Review: 'Zero K'

Skilled author knows when to jolt lulled readers

In an isolated desert facility, individuals — some terminally ill, others simply eager for a new start — gather to be cryogenically frozen in the hope of awakening to health and a better a world. The setup is befitting of a science fiction novel, but Don Delillo, author of “Zero K,” is a writer deeply concerned with the current moment. The characters in the new novel may have the future on their minds, but it is the present with which they are attempting to come to terms.

Readers of Delillo’s work, which includes “White Noise,” “Libra,” “Mao II,” “Underworld,” and a number of other novels as well as plays and a short story collection, will recognize many of his recurring motifs in “Zero K.” He’s interested in isolation, but also in the behavior of crowds. He’s interested in the nature of experience mediated through screens (and he delivers a stunning moment wherein an image on a screen bursts into physical reality). He’s interested in the challenges inherent in attempting to understand one another and ourselves.

He’s also interested in the ways the ultra-rich can set themselves apart from others, and whether that separateness provides any solace. Certainly, the book’s cryogenic procedure is the purview of the wealthy, but Delillo also considers how the rich live in the here and now.

Delillo’s prose is nearly incantatory in “Zero K,” particularly in the early going as the narrator adjusts to the strange facility where the procedure takes place:

“I entered my room by placing the disk on my wristband against the magnetic fixture embedded in the middle panel of the door.
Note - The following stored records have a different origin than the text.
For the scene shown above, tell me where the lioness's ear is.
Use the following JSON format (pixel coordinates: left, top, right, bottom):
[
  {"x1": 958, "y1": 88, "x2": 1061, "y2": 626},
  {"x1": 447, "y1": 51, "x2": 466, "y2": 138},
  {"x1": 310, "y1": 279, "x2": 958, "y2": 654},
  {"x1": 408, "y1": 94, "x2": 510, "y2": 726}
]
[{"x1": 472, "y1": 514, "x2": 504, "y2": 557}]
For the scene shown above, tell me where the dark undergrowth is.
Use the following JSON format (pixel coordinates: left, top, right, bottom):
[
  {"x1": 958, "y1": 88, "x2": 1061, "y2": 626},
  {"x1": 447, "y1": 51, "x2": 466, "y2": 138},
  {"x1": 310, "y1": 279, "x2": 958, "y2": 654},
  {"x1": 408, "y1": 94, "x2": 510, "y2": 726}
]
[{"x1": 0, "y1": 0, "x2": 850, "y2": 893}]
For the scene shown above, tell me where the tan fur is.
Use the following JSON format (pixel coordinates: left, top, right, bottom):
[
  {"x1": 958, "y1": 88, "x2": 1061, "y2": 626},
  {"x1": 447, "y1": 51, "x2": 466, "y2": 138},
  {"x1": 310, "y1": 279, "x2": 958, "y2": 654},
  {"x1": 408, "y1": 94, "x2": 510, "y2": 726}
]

The room was small and featureless. It was generic to the point of being a thing with walls. The ceiling was low, the bed was bedlike, the chair was a chair. There were no windows.”

The sparseness of the prose and the setting of the first half of the novel could, in lesser hands, render the reading experience airless. But Delillo is skilled at balancing his story’s carefully crafted lulls with vivid jolts. “Zero K” is a fine addition to an impressive body of work.